(Reuters) - Delaware stands to leave up to $40 million in homeowner relief on the table, if it does not join a multi-state mortgage settlement, according to a letter from the state’s banking commissioner seen by Reuters on Tuesday.
In a sign of internal strife as holdout states decide whether to join the settlement, Delaware banking commissioner has come out in support of the deal, while the state’s attorney general remains on the sidelines, for now.
Delaware homeowners would receive some $32 million in relief, and the state would receive $8 million to provide housing counseling and foreclosure prevention services, according to the letter.
Delaware Attorney General Beau Biden, who is the son of U.S. Vice President Joe Biden, has said he has been opposed to the settlement as it is drafted, and wants to make sure he can preserve his lawsuit against MERS, the banks’ mortgage electronic registry, which he filed last year.
MERS is not a party to the settlement, but the proposed deal is expected in part to resolve claims against the banks for their use of MERS.
In a statement provided to Reuters on Tuesday, Biden’s office said he “continues to consider the terms of the settlement and advocate for improvements that address his concerns.”
But the state’s banking commissioner, Robert Glen, in a letter dated Monday, said he would support the nationwide deal because it provides “immediate, substantial relief to struggling homeowners nationwide and in Delaware.”
It is unclear if Delaware would still get some relief even if Biden does not sign on. Glen said in his letter that not all of the benefits would be available to Delaware in the absence of the attorney general’s agreement.
State attorneys general faced a Monday deadline to report whether they planned to support the settlement. State banking commissioners, too, had to report their position to the Conference of State Bank Supervisors by February 6.

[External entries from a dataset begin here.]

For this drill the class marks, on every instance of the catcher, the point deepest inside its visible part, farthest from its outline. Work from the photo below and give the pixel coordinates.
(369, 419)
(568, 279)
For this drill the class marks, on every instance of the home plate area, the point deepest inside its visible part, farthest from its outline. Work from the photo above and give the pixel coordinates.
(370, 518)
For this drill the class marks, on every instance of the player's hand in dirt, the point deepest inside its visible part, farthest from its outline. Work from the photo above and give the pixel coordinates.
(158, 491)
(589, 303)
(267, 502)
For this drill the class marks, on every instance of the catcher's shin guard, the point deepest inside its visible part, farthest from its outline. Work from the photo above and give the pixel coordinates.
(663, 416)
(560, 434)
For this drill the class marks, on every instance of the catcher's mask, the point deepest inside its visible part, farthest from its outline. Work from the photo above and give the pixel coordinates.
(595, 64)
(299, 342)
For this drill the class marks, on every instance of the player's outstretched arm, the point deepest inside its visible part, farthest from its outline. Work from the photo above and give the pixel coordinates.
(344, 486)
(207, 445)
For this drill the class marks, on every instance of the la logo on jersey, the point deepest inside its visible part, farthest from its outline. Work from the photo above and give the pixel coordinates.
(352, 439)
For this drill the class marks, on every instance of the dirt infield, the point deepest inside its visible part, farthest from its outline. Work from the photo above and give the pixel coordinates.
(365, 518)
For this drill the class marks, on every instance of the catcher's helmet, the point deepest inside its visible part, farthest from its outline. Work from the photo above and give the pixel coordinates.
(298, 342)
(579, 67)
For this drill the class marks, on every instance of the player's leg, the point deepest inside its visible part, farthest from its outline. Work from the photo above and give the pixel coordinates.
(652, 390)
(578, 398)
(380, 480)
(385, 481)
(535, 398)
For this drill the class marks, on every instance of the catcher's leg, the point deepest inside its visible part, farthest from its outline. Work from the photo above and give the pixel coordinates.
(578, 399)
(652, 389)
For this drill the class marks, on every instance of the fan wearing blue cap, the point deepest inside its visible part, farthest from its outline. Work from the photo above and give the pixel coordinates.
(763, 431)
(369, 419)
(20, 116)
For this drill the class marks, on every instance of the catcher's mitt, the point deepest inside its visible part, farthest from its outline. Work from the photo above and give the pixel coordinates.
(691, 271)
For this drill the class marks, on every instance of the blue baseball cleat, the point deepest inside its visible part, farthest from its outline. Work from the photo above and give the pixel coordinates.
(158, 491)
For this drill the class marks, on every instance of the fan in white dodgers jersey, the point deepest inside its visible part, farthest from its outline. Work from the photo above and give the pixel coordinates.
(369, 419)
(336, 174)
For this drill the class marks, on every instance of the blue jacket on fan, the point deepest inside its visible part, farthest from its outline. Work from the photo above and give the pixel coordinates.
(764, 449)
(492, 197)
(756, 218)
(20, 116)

Late on Monday Iowa Attorney General Tom Miller, who is leading the settlement negotiations on behalf of the states, said more than 40 states agreed to join the deal, though the rest, including Delaware, remain holdouts.
States - including Delaware, California and New York - and several activist groups have criticized the terms of the proposed deal as too lenient toward the banks.
Under a settlement that state and federal officials have spent more than one year negotiating with top U.S. banks, the banks would resolve civil government claims about improper foreclosures and abuses in originating and servicing mortgage loans.
In exchange, the banks - Bank of America (BAC.N), Wells Fargo & Co (WFC.N), JPMorgan Chase & Co (JPM.N), Citigroup (C.N) and Ally Financial Inc - would pay up to $25 billion, much in the form of cutting mortgage debt for distressed homeowners.
The banks would provide $17 billion in loan modifications for delinquent borrowers; $3 billion in refinancing for homeowners who are current on their payments but unable to refinance because they owe more than their homes are worth; and around $1.5 billion in direct payments of up to $2,000 each to borrowers who lost their homes to foreclosure, according to Glen’s letter.
Participating states will also receive a total of $2.5 billion for housing programs.
In his letter Glen said: “I recognize and respect that our Attorney General has expressed his concern with the agreement. However, I am not aware of an alternative plan that will render better or more immediate results for Delaware.”
Glen and the Conference of State Bank Supervisors did not immediately respond to requests for comment.